L’Arabie saoudite salue le retrait annoncé de la Syrie de la liste américaine des États soutenant le terrorisme

L’Arabie saoudite salue le retrait annoncé de la Syrie de la liste américaine des États soutenant le terrorisme

L’Arabie saoudite a salué jeudi la décision des États-Unis d’engager le retrait de la Syrie de leur liste des États soutenant le terrorisme, estimant que cette initiative constitue « une étape importante vers la normalisation et la stabilité » du pays.
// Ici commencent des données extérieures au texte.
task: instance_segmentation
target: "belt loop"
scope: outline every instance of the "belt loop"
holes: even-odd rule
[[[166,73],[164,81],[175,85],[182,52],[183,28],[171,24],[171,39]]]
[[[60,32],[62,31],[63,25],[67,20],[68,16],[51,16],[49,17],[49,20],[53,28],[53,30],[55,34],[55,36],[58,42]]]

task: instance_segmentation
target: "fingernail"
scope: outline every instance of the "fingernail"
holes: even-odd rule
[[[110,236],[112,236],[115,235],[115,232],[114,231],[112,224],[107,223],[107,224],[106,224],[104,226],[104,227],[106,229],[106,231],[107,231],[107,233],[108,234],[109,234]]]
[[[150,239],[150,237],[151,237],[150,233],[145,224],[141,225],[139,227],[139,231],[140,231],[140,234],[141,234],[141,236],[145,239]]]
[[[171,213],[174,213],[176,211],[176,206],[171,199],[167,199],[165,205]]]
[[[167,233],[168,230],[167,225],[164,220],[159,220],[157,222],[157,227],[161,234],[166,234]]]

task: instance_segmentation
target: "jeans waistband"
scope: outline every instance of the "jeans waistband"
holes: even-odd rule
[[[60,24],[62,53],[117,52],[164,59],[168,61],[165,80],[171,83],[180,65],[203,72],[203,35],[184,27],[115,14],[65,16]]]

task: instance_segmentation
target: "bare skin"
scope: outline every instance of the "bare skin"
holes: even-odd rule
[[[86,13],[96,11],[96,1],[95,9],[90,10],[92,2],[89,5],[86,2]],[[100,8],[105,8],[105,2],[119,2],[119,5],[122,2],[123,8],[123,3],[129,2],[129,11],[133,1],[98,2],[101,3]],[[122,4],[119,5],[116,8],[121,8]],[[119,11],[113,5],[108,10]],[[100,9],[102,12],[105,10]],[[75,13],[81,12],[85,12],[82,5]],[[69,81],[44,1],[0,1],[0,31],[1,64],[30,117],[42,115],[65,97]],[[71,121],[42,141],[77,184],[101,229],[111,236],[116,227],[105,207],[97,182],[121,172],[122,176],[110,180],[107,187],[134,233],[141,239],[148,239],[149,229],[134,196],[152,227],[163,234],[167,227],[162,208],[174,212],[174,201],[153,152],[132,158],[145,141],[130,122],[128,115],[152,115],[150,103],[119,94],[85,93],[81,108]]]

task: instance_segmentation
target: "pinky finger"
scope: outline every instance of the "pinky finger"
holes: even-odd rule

Le ministère saoudien des Affaires étrangères a réaffirmé son soutien à « toutes les mesures positives » prises par Damas pour renforcer la sécurité, consolider les institutions de l’État et répondre aux aspirations du peuple syrien à un avenir plus stable et prospère.

La décision américaine a été annoncée par le secrétaire d’État Marco Rubio, qui a indiqué que le président Donald Trump avait officiellement notifié au Congrès son intention de retirer la Syrie de cette liste, lançant ainsi la période légale de notification de 45 jours avant l’entrée en vigueur de la mesure. « Il s’agit d’une nouvelle étape historique du président Trump pour offrir au peuple syrien une véritable chance de reconstruire son pays », a déclaré M. Rubio, soulignant l’importance d’une réintégration progressive de la Syrie dans les circuits diplomatiques et économiques internationaux.

Le gouvernement syrien a qualifié ce geste de Washington d’« évolution importante » dans les relations bilatérales et d’occasion d’ouvrir une nouvelle page diplomatique après des décennies d’isolement. Damas souligne que son inscription sur cette liste, en 1979 sous la présidence de Hafez al-Assad, a eu de lourdes conséquences économiques, notamment des sanctions secondaires, des difficultés d’accès aux marchés financiers internationaux ainsi que des obstacles aux investissements étrangers et à la reconstruction des régions dévastées par la guerre.

Pour les autorités syriennes, cette décision représente également une victoire politique susceptible d’alléger la pression internationale et de favoriser, à terme, l’assouplissement de certaines restrictions économiques. Des responsables syriens estiment qu’elle pourrait encourager le retour d’investisseurs étrangers, notamment dans les secteurs de l’énergie, des transports et des infrastructures. Ils soulignent toutefois que des garanties juridiques solides et une amélioration durable de la sécurité restent indispensables pour relancer les investissements.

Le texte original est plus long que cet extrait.